The following excerpt was in a story in the Thursday 22nd Wall Street Journal: "Yoshinoya D&C Co., Japan's largest chain serving sliced beef over a bowl of rice, is one of U.S. beef's most outspoken supporters. Days after last month's discovery of the sick cow in Washington state, the 1,200-outlet chain held a news conference declaring that almost all of its beef is American, and that it will continue serving U.S. beef in Japan. Beef from Australia or Japan just doesn't taste as good in its "beef bowls," which cost a modest $2.60 per helping, the company says. So if the import ban continues and its beef supply runs out -- probably in the next few weeks -- it says it will have no choice but to stop selling its flagship beef bowls altogether.
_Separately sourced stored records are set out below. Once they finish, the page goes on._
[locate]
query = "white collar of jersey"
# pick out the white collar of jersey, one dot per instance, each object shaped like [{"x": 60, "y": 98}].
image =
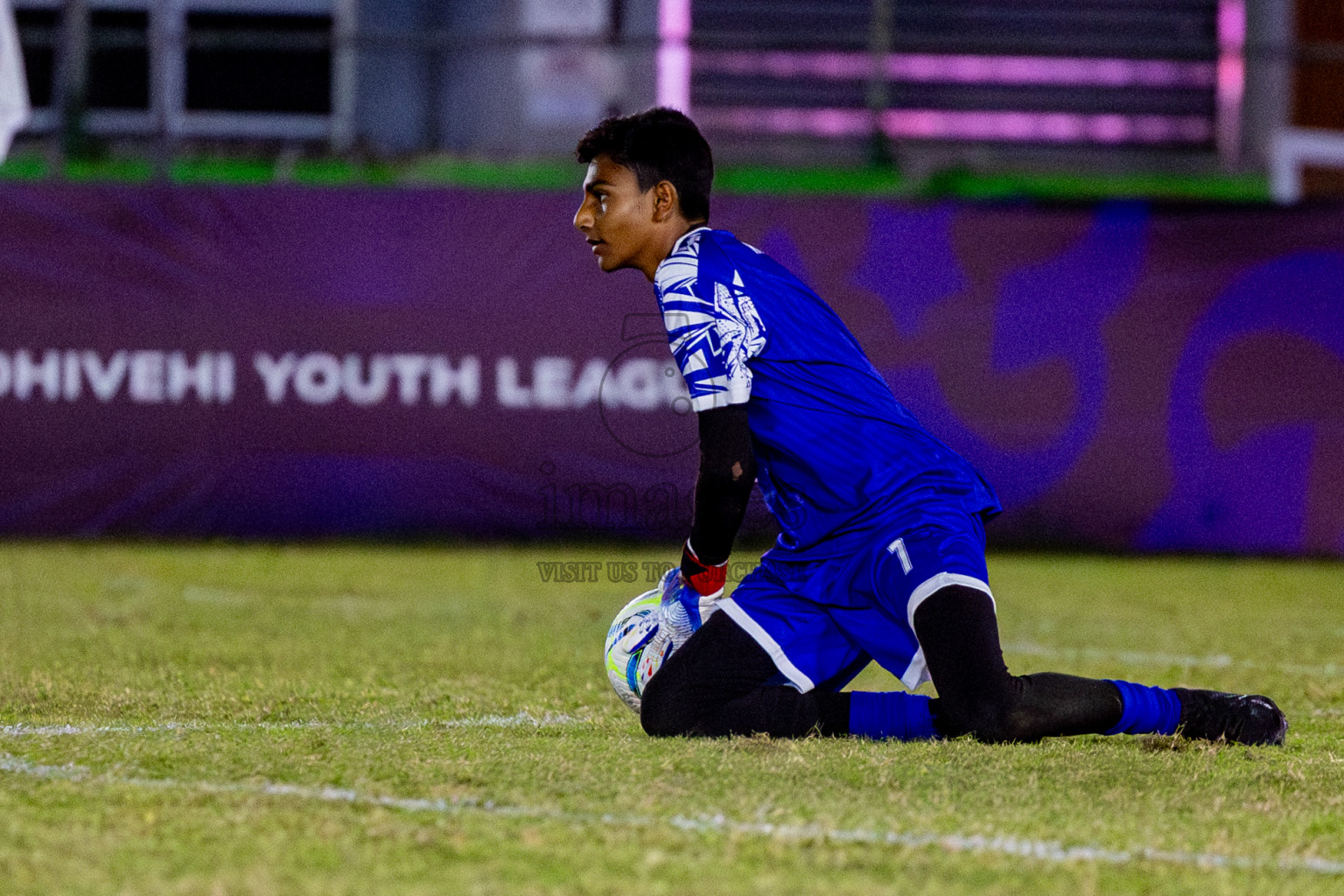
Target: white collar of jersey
[{"x": 687, "y": 235}]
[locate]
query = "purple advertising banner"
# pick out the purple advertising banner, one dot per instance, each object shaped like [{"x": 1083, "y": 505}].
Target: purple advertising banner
[{"x": 286, "y": 363}]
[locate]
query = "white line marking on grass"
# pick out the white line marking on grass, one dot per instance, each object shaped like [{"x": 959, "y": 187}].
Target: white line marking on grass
[
  {"x": 1140, "y": 659},
  {"x": 516, "y": 720},
  {"x": 1003, "y": 845}
]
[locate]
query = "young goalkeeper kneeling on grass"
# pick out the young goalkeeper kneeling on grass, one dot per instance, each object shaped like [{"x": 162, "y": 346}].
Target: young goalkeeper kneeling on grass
[{"x": 882, "y": 547}]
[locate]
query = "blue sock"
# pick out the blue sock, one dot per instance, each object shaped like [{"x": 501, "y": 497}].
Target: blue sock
[
  {"x": 890, "y": 713},
  {"x": 1146, "y": 710}
]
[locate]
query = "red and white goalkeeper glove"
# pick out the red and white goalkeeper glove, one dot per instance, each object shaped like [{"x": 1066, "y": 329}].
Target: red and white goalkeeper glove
[
  {"x": 706, "y": 579},
  {"x": 690, "y": 599}
]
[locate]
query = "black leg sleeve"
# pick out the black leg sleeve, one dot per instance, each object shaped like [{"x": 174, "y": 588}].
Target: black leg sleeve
[
  {"x": 976, "y": 696},
  {"x": 715, "y": 687}
]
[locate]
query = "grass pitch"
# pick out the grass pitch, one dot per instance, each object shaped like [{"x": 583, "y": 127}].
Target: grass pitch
[{"x": 434, "y": 720}]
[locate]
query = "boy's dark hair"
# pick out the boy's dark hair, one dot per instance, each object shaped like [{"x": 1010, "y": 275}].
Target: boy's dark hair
[{"x": 657, "y": 144}]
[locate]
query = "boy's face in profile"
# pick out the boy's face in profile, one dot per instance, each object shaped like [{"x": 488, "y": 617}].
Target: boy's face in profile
[{"x": 616, "y": 216}]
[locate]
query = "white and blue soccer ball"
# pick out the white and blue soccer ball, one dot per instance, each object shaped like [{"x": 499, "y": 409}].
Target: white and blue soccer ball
[
  {"x": 637, "y": 645},
  {"x": 647, "y": 632}
]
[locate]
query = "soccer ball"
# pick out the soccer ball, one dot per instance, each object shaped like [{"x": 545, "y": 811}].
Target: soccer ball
[{"x": 637, "y": 645}]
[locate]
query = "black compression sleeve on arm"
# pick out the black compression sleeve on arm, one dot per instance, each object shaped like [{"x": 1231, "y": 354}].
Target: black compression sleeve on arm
[{"x": 727, "y": 473}]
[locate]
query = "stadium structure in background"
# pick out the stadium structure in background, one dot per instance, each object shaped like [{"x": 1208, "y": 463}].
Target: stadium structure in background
[{"x": 1172, "y": 83}]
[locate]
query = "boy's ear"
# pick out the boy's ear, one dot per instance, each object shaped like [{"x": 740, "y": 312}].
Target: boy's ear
[{"x": 666, "y": 202}]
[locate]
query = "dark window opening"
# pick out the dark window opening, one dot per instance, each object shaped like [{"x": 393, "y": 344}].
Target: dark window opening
[
  {"x": 118, "y": 60},
  {"x": 38, "y": 30},
  {"x": 258, "y": 63}
]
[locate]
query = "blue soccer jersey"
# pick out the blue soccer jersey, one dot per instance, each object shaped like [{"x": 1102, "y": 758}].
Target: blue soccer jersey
[{"x": 839, "y": 457}]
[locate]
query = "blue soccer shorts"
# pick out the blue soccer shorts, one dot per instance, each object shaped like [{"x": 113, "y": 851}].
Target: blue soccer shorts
[{"x": 822, "y": 621}]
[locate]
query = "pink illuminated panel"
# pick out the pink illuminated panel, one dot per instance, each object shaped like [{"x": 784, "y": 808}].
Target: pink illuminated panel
[
  {"x": 1226, "y": 78},
  {"x": 942, "y": 124},
  {"x": 965, "y": 69},
  {"x": 674, "y": 75}
]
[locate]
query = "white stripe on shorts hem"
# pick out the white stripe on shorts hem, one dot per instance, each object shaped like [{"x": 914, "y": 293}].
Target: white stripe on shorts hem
[
  {"x": 762, "y": 637},
  {"x": 918, "y": 670}
]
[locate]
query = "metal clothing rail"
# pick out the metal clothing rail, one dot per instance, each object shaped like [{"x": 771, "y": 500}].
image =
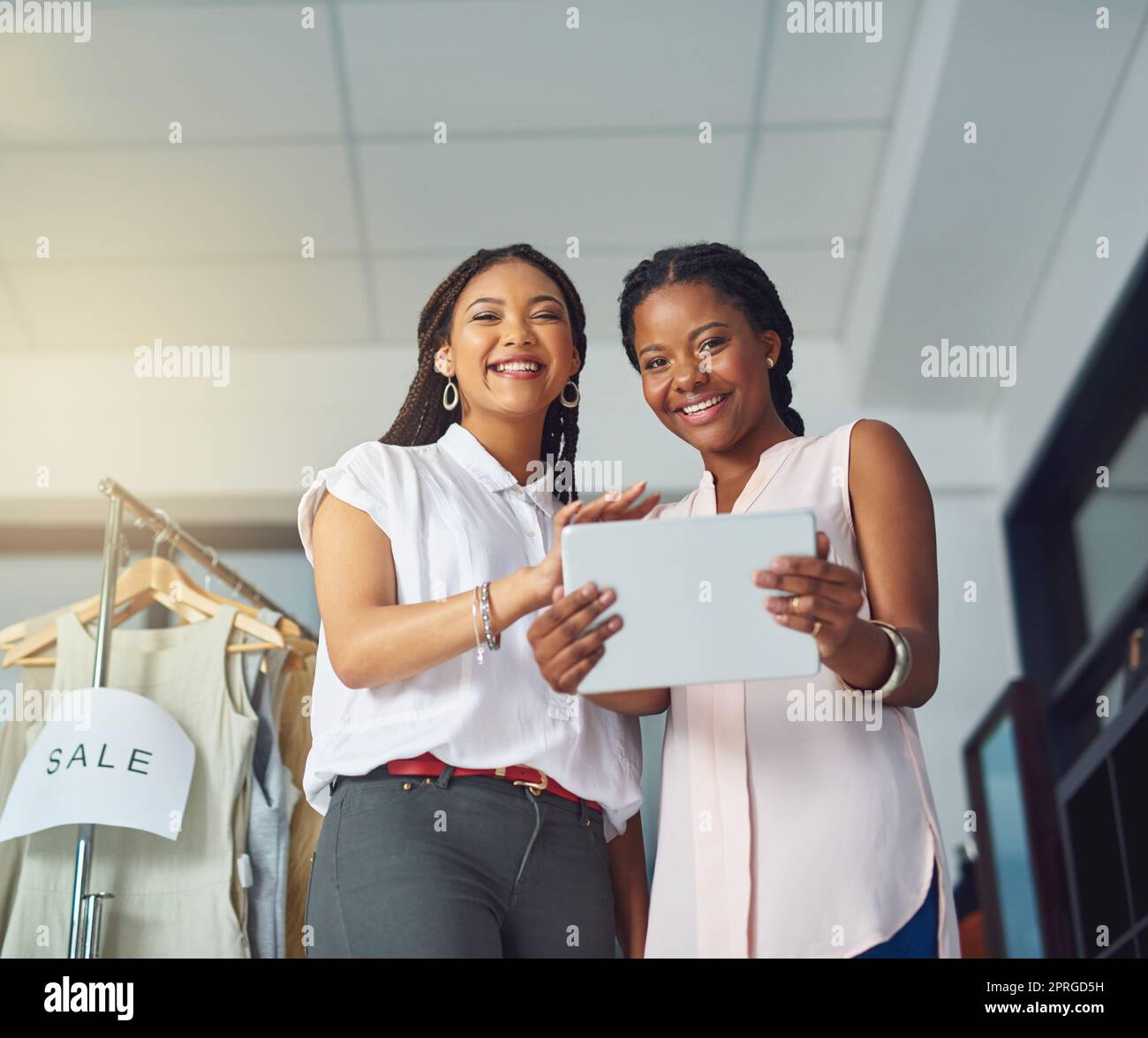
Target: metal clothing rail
[{"x": 84, "y": 937}]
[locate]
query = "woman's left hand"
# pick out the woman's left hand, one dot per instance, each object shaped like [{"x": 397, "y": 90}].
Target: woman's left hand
[{"x": 826, "y": 597}]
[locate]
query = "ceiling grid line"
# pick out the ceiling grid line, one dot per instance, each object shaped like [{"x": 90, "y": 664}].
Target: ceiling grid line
[
  {"x": 355, "y": 169},
  {"x": 741, "y": 213}
]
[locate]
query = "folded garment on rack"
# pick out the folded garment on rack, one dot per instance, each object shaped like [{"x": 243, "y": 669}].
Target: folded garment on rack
[
  {"x": 274, "y": 797},
  {"x": 184, "y": 899}
]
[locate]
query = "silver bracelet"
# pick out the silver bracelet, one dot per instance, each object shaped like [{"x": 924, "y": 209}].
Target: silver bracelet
[
  {"x": 903, "y": 659},
  {"x": 474, "y": 621},
  {"x": 493, "y": 640}
]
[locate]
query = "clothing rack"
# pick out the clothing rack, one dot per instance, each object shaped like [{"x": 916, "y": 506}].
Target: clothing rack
[{"x": 84, "y": 937}]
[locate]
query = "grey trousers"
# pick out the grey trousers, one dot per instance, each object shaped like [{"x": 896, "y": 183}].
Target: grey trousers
[{"x": 470, "y": 868}]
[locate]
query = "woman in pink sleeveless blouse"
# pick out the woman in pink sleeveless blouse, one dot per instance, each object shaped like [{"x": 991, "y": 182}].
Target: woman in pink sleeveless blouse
[{"x": 796, "y": 819}]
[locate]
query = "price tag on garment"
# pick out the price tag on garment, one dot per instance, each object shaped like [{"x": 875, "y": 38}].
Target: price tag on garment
[{"x": 104, "y": 756}]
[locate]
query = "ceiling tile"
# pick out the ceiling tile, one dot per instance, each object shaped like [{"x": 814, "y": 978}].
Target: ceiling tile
[
  {"x": 837, "y": 77},
  {"x": 516, "y": 64},
  {"x": 812, "y": 286},
  {"x": 12, "y": 338},
  {"x": 813, "y": 184},
  {"x": 119, "y": 306},
  {"x": 226, "y": 71},
  {"x": 177, "y": 201},
  {"x": 464, "y": 194}
]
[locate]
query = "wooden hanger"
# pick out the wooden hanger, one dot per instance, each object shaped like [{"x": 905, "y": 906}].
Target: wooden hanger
[
  {"x": 155, "y": 579},
  {"x": 21, "y": 628}
]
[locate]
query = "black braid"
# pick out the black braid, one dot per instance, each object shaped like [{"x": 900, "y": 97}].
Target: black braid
[
  {"x": 423, "y": 418},
  {"x": 731, "y": 273}
]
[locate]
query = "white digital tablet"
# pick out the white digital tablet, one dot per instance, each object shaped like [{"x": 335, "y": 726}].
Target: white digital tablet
[{"x": 691, "y": 613}]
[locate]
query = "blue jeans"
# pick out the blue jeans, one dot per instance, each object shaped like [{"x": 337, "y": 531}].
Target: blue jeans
[{"x": 918, "y": 938}]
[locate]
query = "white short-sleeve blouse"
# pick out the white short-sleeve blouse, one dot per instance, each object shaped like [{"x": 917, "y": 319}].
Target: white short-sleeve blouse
[{"x": 456, "y": 517}]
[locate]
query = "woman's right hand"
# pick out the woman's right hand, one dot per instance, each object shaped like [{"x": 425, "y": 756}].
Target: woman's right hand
[
  {"x": 609, "y": 508},
  {"x": 563, "y": 651}
]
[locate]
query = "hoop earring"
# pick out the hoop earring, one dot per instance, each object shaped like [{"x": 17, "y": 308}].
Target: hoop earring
[{"x": 451, "y": 391}]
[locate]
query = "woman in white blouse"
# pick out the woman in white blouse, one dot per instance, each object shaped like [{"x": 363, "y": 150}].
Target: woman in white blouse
[
  {"x": 467, "y": 805},
  {"x": 795, "y": 822}
]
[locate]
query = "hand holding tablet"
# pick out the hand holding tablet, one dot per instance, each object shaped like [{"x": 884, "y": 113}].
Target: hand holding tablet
[{"x": 692, "y": 612}]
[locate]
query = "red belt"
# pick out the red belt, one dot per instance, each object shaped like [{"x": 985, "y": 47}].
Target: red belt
[{"x": 517, "y": 773}]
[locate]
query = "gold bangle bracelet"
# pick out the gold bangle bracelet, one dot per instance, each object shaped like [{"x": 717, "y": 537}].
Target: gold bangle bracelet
[{"x": 903, "y": 662}]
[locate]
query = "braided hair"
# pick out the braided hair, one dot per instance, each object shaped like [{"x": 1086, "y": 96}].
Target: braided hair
[
  {"x": 731, "y": 273},
  {"x": 424, "y": 420}
]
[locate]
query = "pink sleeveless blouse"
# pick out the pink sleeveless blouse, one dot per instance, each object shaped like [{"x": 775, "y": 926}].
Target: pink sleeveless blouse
[{"x": 782, "y": 835}]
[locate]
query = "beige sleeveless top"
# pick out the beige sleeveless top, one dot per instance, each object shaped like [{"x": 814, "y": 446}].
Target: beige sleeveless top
[
  {"x": 788, "y": 838},
  {"x": 172, "y": 899}
]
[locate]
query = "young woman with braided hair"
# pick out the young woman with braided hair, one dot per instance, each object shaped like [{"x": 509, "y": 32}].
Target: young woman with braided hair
[
  {"x": 467, "y": 805},
  {"x": 789, "y": 826}
]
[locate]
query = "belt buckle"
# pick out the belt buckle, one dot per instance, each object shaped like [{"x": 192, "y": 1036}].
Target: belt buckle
[{"x": 535, "y": 787}]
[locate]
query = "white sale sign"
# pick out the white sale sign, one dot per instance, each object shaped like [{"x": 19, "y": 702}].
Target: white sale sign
[{"x": 127, "y": 764}]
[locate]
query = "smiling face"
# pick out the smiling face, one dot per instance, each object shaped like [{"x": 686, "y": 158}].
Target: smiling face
[
  {"x": 703, "y": 366},
  {"x": 511, "y": 345}
]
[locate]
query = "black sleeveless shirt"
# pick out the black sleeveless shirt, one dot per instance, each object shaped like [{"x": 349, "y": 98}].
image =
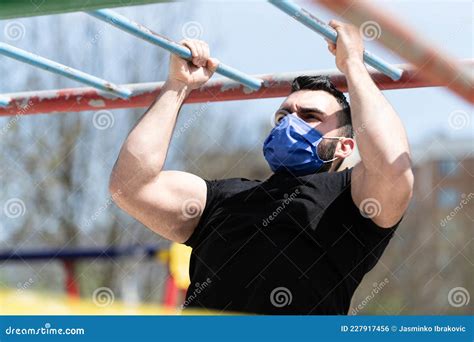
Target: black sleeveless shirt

"Switching to non-American beef "would just end up damaging our brand," declares Hisashi Ikegami, managing director at Yoshinoya. Grain-fed cows from the U.S. create just the right marbling in beef that is suitable for the restaurant's special soy and ginger sauce, the company says. While Australia has reported no cases of mad-cow disease, the company claims that grass-fed Australian cows have tougher meat that turns an unappetizing yellowish color when marinated in its sauce. The company serves U.S. beef in its 82 outlets in the U.S."
My relation to this story is that I eat at almost any Yoshinoya in sight in Tokyo if it is near lunch time. My favorite is next door to the Yoshinoya training center in Shinjuku.